Before examining how system downtime can impact electronic design automation (EDA) workloads, we will first examine the broad design-for-failure principles.
Visualization
It is not enough to know what your systems look like with 100% uptime. You should also prepare for changes in the cloud environment that arise from downtime incidents. To prepare for failure, you must visualize real-time and future states.
Dependencies
Dependencies can change during an incident. If your essential tools go down, you must have a plan for how to move forward with minimal disruptions until those services come back online.
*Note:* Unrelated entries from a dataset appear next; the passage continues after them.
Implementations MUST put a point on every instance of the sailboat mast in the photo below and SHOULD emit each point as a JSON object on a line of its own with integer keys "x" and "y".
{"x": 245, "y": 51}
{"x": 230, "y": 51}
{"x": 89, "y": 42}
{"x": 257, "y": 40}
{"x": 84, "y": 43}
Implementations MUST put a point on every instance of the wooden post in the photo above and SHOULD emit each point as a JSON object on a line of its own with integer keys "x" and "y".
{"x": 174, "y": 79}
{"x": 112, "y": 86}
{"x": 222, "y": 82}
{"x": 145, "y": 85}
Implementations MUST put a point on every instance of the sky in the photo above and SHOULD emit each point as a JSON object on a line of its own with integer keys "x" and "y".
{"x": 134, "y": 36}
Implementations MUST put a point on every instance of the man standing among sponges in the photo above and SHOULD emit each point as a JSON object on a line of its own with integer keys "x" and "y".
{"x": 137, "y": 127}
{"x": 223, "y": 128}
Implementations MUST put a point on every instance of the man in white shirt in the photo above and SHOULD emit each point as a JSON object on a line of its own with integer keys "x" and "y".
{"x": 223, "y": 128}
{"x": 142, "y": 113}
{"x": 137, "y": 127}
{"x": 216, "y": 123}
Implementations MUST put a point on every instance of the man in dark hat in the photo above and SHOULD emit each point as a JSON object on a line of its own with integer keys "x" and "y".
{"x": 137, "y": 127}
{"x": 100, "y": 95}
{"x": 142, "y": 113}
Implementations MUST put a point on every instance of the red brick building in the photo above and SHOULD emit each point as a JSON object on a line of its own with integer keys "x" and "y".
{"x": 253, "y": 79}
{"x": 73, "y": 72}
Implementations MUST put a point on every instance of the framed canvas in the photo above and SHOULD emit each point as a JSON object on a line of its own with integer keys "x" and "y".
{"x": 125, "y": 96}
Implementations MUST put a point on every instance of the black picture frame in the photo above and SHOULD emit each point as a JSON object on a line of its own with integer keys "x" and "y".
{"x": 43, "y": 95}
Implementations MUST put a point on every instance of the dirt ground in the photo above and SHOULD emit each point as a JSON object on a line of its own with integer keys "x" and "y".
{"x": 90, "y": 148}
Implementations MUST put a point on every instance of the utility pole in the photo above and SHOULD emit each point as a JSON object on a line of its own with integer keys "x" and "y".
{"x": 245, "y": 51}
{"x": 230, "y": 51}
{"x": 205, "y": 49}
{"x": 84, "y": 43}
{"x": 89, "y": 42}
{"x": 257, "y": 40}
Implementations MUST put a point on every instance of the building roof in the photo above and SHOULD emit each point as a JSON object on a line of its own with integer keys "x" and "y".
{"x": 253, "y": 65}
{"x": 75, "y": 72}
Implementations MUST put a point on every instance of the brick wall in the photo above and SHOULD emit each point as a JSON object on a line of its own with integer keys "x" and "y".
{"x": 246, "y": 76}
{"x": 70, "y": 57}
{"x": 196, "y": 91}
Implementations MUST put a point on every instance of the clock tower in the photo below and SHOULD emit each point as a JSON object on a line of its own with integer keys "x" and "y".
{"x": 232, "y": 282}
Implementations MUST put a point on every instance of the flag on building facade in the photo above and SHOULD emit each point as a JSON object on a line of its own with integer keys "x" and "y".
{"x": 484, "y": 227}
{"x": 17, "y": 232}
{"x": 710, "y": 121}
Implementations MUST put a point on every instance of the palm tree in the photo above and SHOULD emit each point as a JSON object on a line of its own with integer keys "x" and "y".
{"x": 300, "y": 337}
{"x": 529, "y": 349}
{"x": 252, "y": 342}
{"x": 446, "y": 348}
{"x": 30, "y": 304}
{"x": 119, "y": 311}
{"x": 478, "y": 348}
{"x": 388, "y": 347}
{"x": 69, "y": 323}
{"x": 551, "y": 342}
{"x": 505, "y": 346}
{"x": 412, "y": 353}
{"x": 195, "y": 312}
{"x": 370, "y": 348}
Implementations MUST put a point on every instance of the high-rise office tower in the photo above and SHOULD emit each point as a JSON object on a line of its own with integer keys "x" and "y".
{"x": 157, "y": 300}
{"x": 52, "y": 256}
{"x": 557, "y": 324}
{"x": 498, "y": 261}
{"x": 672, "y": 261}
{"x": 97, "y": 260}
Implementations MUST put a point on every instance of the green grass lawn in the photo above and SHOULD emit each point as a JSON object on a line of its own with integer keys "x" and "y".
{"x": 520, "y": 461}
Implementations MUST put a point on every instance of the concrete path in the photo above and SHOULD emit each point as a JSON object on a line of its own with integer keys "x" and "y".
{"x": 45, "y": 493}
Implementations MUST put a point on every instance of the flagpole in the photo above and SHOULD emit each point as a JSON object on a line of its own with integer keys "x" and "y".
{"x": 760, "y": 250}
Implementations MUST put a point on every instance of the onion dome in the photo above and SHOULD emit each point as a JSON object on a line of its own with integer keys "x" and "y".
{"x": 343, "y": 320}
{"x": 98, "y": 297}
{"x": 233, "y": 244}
To create an effective design-for-failure approach, you must understand the types of data that persist, where the data persists, and what replication methods are available. With visualization and documentation, you can determine how your organization will respond if your system's dependencies fail. By creating redundancy among your dependent components, you can prevent single points of failure from crippling or collapsing your system.
Resiliency
For your design-for-failure strategy, you should consider multi-regional cloud solutions. You can achieve a multi-regional solution by leveraging multiple cloud providers. AWS, Microsoft Azure, and Google Cloud all offer multi-cloud and hybrid service options. When designing for failure, your organization should strike the right balance between taking control and preparing for the worst.
Stakeholders
You should also include a variety of stakeholders in the design-for-failure planning process, including IT leadership, cloud architects, and application DevOps teams. You must also ensure stakeholders have input, access, and alignment in the failure planning process.
When an incident occurs, your teams may not be able to respond effectively unless they can collaborate. Uninformed stakeholders won’t be able to participate fully in the planning or response stages. You can use visuals to communicate downtime's potential and actual effects to a broader internal and external audience. Designing to fail allows you to role-play incident response and plan different scenarios while keeping stakeholders up to speed.